The Central Election Commission (CEC) of Moldova invalidated on December 3 the candidacy of Marina Tauber, favorite in the ballot for the seat of mayor of Balti, the second city of the country, on the grounds that her electoral expenses exceeded the legal limit.
Tauber is a leading member of the Sor Party, founded and led by fugitive businessman and politician Ilan Shor. His suspension – suspected of being motivated by the ruling Action and Solidarity Party (PAS) – damaged the credibility of President Maia Sandu’s party, with some observers drawing parallels with the actions of another politician and fugitive businessman, Vlad Plahotnuic, who a high degree of state capture in Moldova.
The expenditure overrun mentioned by the CEC is estimated at 9,514.80 MDL (less than € 500). The ordinary city court upheld the CEC’s decision, but as the appeal had not passed all possible stages by the election date (December 5), the ballot was suspended.
Tauber, who collected almost half of the votes in the first round (against a little more than 20% for her rival), pointed the finger at PAS and Sandu as being at the origin of the “abusive decision” taken by the CEC.
After its resounding victories in the last presidential and legislative elections, “the PAS cannot accept that it is not in a position to achieve major victories at the local level”, commented the political scientist Dionis Cenusa, opposing the decision of the CEC.
It was an excellent opportunity for the Socialist Party (PSRM) of former President Igor Dodon to loudly accuse the PAS of “seizing the state” in the same way that Plahotniuc did in the pass.
Tauber’s rival, however, is not a reformist PAS member, but the candidate of controversial politician and businessman Renato Usatii, who served as the city’s mayor for years.
The fugitive deputy and businessman Ilan Shor, founder of the Sor party, is the visible beneficiary of the money siphoned off from Moldovan banks in the so-called “the $ 1 billion theft” which took place in 2015. Despite this, voters love him enough to give him a seat in parliament in the July 11 general election.
Shor’s popularity stems from his activity as the former mayor of Orhei, a town that flourished after he became mayor in 2015. The Kroll Fraud Report naming him as the visible beneficiary of bank fraud did not not shaken its electoral support. . This provided Tauber, a leading member of Shor’s party, with a strong electoral platform in Balti.

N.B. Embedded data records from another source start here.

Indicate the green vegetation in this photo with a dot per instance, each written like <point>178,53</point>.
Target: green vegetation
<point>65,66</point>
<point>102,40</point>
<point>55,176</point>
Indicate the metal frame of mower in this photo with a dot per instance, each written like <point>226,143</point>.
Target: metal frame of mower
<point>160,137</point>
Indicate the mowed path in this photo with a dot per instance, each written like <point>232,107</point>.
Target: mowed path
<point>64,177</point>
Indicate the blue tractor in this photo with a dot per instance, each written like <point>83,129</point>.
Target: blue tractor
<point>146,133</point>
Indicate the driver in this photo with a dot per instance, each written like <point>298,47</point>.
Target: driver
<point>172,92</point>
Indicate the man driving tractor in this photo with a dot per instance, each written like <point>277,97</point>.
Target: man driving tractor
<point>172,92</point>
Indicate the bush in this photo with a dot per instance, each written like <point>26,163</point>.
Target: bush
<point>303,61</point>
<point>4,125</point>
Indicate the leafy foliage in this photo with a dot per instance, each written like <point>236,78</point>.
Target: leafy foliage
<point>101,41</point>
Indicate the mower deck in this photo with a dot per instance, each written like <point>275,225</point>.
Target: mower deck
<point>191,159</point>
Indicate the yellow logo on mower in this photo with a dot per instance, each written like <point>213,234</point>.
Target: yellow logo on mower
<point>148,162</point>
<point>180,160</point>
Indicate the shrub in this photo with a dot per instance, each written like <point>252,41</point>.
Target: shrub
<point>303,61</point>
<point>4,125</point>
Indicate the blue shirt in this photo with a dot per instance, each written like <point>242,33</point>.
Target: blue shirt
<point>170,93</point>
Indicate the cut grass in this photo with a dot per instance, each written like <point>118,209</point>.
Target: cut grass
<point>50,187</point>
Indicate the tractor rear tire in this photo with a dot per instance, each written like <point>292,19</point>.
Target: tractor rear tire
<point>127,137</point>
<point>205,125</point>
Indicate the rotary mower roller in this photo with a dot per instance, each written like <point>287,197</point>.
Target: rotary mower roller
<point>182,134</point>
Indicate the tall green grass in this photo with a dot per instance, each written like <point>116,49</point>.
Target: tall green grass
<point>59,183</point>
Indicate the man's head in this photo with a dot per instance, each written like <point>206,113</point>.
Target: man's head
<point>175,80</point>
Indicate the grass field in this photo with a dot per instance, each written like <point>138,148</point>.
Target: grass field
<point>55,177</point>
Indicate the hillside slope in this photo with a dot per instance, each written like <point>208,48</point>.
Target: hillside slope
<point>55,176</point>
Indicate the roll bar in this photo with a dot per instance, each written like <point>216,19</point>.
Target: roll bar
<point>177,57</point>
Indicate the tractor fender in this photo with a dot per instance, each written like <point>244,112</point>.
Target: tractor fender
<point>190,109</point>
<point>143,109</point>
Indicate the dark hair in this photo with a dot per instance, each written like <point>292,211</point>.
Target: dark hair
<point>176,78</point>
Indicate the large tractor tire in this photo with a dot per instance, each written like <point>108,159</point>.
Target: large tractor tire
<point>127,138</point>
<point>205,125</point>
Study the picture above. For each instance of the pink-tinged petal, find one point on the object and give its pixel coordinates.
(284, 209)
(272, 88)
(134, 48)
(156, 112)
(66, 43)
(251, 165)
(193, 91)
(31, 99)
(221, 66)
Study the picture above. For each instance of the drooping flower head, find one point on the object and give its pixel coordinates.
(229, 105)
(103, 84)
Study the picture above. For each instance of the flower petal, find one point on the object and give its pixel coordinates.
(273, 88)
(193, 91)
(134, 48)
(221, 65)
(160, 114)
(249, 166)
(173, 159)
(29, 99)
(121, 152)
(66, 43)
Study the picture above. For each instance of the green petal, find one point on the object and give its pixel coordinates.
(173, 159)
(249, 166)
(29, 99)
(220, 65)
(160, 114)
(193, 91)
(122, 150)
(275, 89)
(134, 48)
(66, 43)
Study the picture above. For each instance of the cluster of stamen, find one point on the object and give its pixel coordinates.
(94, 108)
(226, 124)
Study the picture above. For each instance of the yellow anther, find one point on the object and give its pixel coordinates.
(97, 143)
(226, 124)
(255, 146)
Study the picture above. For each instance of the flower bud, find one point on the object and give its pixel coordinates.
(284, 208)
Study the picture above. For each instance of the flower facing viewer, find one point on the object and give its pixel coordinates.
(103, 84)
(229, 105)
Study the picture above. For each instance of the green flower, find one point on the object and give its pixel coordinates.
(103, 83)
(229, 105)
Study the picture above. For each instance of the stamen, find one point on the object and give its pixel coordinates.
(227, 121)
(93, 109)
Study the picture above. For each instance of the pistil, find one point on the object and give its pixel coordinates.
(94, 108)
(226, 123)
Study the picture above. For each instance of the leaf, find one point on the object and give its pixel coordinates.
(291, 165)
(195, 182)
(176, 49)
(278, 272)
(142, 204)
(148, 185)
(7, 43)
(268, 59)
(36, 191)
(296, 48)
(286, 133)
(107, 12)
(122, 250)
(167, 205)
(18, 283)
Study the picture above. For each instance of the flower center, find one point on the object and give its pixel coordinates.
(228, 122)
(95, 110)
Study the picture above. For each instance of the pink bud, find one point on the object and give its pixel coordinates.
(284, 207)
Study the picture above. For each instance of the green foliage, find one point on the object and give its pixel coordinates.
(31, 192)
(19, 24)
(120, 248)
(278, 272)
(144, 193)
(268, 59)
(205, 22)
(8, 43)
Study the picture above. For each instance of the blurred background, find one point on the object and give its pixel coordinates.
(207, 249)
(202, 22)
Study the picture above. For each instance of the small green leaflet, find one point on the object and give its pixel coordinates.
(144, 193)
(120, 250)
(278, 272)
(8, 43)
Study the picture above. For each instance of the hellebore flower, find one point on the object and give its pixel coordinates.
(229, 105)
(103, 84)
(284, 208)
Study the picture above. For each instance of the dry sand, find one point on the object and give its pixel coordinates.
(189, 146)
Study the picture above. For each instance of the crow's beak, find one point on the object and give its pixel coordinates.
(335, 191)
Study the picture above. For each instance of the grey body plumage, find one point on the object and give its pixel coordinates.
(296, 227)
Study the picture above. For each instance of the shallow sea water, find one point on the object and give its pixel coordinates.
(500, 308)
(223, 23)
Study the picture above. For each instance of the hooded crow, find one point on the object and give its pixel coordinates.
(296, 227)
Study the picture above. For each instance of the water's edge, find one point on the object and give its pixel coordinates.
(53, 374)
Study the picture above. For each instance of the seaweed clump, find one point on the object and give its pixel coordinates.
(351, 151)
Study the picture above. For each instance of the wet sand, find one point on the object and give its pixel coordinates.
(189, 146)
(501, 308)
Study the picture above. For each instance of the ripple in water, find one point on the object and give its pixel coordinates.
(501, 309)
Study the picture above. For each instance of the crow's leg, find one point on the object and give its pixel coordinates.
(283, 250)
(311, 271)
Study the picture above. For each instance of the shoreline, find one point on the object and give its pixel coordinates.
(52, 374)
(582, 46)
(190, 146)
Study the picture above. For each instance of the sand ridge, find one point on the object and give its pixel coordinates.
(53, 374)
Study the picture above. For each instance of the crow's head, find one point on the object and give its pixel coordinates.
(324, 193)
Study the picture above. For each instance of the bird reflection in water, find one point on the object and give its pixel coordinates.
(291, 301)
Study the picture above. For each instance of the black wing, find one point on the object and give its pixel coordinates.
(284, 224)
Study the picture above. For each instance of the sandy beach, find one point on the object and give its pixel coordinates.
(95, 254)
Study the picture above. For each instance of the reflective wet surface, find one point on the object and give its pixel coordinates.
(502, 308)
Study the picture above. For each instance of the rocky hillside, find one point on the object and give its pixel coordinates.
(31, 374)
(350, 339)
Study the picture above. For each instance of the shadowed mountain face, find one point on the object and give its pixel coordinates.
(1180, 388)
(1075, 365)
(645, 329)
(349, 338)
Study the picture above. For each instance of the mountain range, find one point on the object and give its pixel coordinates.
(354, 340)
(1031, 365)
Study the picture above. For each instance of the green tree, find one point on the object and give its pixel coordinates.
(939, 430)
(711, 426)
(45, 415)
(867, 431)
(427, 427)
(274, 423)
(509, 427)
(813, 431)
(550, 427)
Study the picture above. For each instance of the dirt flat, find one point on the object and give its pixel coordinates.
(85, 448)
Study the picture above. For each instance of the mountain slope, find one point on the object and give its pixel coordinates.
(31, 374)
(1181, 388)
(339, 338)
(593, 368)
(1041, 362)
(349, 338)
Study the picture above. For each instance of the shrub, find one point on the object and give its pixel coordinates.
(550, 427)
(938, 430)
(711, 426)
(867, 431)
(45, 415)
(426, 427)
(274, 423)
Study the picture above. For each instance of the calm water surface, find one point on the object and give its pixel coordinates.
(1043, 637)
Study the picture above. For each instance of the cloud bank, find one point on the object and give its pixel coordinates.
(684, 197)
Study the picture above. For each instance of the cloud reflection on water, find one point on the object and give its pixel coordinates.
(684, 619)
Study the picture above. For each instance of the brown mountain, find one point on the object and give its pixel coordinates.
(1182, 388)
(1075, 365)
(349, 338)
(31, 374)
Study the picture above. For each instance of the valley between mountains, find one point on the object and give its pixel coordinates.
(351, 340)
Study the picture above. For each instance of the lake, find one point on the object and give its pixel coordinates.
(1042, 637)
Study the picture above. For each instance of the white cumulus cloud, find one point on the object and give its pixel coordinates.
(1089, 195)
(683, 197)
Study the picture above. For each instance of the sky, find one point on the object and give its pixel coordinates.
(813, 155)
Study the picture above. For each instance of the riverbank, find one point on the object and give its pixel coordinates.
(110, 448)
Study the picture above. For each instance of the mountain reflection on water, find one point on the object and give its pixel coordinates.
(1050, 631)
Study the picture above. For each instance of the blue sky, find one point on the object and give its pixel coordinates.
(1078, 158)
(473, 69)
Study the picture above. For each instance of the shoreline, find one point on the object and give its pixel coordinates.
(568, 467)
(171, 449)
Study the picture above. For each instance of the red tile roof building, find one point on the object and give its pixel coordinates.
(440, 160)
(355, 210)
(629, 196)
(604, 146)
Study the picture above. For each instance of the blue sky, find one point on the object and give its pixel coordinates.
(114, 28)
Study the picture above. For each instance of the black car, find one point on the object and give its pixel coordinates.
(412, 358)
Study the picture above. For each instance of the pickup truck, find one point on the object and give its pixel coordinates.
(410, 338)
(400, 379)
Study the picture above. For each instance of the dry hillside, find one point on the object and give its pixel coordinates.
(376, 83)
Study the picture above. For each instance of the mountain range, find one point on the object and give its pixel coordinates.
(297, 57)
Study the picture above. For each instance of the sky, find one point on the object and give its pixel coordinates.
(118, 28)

The modest sum of money found by the CEC as illegal expenditure, in addition to provided by a transparent sponsor, is not the only peculiarity in this case which jeopardizes the credibility of the newly established Moldovan authorities: the money in question has been used to provide food for volunteers and not to bribe voters with in-kind donations.
This may not be relevant to the court’s final decision, but it hurts the credibility of Sandu and his party, who have taken responsibility for the fate of reforms in the country after securing a solid majority in parliament in July.
More importantly, Tauber’s candidacy was struck down not before the election, but after the first round she clearly won.
The case reveals the complex effects of the reforms promised by Sandu for justice and the entire state system. It is not clear whether CEC members were directly urged by the PAS to reject candidate Tauber, but they certainly have not ignored the way the new authorities are trying to impose the rule of law with rather autocratic means. And after 30 years of corrupt regimes replacing each other, the expectations are not high.
A relevant case is that of Attorney General Alexandr Stoianoglo, who is under investigation for mischief and poor performance. Ironically appointed by a committee overseen by Sandu, then prime minister, he was suspended and placed under house arrest after an impressive special forces operation, SIS, just before he was due to hold a press conference in early November.
Stoianoglo was far from pursuing major reforms in the attorney general’s office since his appointment, but it is also visible that prosecutors are struggling to find grounds to indict him. The investigations began on the basis of a document written by a PAS deputy, himself based on newspaper articles.
A court recently had to renew Stoianoglo’s 30-day police custody because prosecutors were unable to substantiate their claims except for a breach of regulations when extending certain benefits (returned more late) to an employee being investigated for corruption. As the indictment did not go as planned, the authorities relaunched the procedures for evaluating Stoianoglo’s activity. But there’s a catch: The ombudsman (Sandu’s former lawyer), a member of the prosecutors’ council supposed to assess Stoianoglo, was recently forced to resign after hiring a driver she had previously defended – unsuccessfully – on charges pimping.